TO BEnchmark OR NOT TO BEnchmark

I have spent twenty-five years measuring whether systems are any good, and only recently have I understood what I was really doing all that time.

The measuring took more forms than I could neatly list, though I can try. There was dependability benchmarking and robustness testing, fault injection and the injection of vulnerabilities and attacks, the security benchmarking of web applications and services and the frameworks beneath them, the evaluation of intrusion detection systems, trustworthiness benchmarking, the prediction of failures before they arrive, and, in these last few years, the question of what large language models actually produce when we hand them the job of writing code. Different tools, different communities, different decades, and for most of my career I lived them as genuinely different problems, each with its own literature and its own hard-won tricks. I am now convinced they were always the same problem, and that I spent the better part of a career circling something I could see well enough to work on but never quite name.

What the work kept teaching me

If you benchmark for long enough, and across enough domains, you begin to notice that the failures rhyme with one another.

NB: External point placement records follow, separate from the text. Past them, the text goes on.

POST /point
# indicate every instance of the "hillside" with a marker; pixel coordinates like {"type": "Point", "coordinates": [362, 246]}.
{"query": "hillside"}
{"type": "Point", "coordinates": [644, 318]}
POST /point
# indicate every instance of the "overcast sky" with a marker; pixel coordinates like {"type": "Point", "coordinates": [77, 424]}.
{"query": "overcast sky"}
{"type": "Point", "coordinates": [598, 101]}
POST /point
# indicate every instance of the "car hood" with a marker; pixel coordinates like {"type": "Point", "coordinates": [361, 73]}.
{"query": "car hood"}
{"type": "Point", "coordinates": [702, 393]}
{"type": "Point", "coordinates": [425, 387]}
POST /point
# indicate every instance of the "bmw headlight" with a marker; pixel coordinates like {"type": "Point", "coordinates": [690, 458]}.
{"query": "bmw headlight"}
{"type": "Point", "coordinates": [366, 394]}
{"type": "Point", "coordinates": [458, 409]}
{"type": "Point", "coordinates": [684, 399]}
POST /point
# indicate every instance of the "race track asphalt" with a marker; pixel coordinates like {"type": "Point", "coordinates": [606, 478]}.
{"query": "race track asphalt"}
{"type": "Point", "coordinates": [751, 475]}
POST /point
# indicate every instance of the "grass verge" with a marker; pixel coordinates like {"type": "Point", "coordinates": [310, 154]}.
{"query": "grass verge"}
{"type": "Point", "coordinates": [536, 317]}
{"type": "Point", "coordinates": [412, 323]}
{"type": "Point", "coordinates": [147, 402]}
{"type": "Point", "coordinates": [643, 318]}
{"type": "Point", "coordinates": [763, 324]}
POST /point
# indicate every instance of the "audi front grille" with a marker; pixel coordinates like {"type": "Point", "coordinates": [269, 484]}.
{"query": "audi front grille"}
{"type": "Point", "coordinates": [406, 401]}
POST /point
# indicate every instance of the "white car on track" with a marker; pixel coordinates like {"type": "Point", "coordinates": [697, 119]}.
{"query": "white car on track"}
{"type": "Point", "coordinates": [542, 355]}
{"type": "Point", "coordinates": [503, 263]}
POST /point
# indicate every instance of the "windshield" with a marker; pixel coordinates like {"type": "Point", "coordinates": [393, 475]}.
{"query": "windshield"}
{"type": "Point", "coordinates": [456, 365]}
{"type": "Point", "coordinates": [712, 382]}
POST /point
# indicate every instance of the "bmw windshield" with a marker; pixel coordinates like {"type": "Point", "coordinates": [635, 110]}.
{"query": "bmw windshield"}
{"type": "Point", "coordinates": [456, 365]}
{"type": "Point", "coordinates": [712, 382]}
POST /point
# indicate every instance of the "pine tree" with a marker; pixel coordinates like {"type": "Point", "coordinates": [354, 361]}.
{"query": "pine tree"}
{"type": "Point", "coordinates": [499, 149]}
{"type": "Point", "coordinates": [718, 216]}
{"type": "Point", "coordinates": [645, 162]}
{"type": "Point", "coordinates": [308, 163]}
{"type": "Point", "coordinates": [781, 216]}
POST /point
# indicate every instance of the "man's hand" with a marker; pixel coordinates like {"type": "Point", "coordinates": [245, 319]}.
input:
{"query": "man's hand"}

Years ago, in security, some colleagues and I set out to do something that sounds almost trivial: take a handful of vulnerability detection tools, run them against the same software, and say which was best. We had everything we needed, and still could not answer, because the ranking depended entirely on which metric we chose to believe. Detection rate favored one tool, false positives another, and a different class of vulnerability reshuffled the order again. We were measuring carefully and reproducibly, and still could not say what “best” was supposed to mean.

I watched a tradition I deeply respect run into its own version of this. Database performance benchmarks have been rigorous and audited since the 1980s, and they measured performance beautifully while saying nothing about dependability. Systems were tuned to those scores and then deployed where staying up mattered far more than being fast. The benchmark measured exactly what it promised; the trouble was only that a performance number came to stand for overall quality, and nothing in the practice ever warned anyone away from that leap.

Then the newest version arrived, at a speed that still unsettles me. Large language models are ranked and funded and deployed on benchmarks that check whether their code passes a set of functional tests, and when we looked closely at what those models actually wrote, we kept finding code that passed the tests and was nonetheless insecure, hard to maintain, and unreliable in precisely the ways the benchmark never examined. A score built to say one narrow thing was being read, everywhere, as evidence of something far larger.

Three domains, three decades, and underneath all of them the same quiet shape. A benchmark that measured something, carefully. A conclusion drawn from it that it could not support. And nowhere a principle that would have caught the gap before it slipped downstream into decisions that mattered. These were never separate problems. They were one absence, wearing different clothes each time I met it.

The thing we never built

We benchmark constantly in computer science. We benchmark performance and dependability, security and robustness, energy, and now the quality and trustworthiness of the AI systems reshaping the field. Benchmarks decide what gets deployed and what gets funded, what is taught to students as progress and what is quietly set aside. In a real and underappreciated sense, benchmarks are how our field decides what is true.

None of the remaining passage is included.